Le vieux type bafouillait et grommelait, mais il n’y avait aucun moyen de résister à l’ordre de cette présence. Il se leva, découvrit avec stupéfaction qu’il pouvait se tenir debout, enroula son lit et s’éloigna. Un silence respectueux s’abattit sur la foule rassemblée, et avant qu’ils aient pu retrouver leur voix, Jésus aussi était parti. Les disciples étaient trop profondément impressionnés pour faire des commentaires ; ils reculèrent d’une distance respectueuse et Jésus marcha seul.

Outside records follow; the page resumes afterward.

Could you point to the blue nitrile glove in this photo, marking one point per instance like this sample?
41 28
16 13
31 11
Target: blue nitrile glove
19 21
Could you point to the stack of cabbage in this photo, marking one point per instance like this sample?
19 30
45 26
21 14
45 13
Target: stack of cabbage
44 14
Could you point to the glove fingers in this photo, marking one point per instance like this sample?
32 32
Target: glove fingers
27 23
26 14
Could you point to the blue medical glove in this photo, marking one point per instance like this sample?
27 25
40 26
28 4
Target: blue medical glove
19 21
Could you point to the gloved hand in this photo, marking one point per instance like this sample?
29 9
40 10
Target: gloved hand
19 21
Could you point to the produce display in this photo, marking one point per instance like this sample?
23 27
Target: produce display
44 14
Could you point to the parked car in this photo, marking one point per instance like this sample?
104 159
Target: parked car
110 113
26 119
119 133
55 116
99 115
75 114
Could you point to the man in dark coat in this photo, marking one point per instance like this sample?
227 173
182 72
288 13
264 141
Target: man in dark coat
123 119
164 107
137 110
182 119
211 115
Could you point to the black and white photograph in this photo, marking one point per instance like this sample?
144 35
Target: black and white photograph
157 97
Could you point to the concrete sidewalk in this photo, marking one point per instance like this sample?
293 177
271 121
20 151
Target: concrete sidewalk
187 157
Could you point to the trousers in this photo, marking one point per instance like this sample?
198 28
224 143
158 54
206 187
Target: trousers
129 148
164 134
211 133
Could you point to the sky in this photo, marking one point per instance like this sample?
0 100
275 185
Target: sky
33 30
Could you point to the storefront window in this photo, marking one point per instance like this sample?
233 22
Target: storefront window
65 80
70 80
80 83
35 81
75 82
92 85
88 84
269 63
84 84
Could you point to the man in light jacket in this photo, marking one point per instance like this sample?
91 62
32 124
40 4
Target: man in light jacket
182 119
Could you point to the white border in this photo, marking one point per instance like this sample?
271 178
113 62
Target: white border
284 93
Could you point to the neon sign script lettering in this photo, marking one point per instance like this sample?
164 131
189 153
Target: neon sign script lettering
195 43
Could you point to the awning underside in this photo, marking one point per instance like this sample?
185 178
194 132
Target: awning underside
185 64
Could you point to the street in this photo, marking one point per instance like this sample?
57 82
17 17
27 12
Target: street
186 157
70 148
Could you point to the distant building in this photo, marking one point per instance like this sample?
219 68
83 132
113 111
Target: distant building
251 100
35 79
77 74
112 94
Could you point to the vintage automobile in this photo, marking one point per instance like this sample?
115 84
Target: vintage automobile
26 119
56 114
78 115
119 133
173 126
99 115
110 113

Et si ils l’avaient suivi de plus près ? Leurs oreilles n’auraient-elles pas été surprises par quelque chose d’étrange comme un rire ? C’était une bonne blague sur le vieux. Il s’imaginait qu’il n’avait pas eu de chance, mais sa vraie malchance ne faisait que commencer… Fini le plaisir de s’apitoyer sur son sort… Que diraient ses parents ce soir-là quand il entrerait ? … Quel choc pour lui le matin quand on lui a dit qu’il devait aller travailler !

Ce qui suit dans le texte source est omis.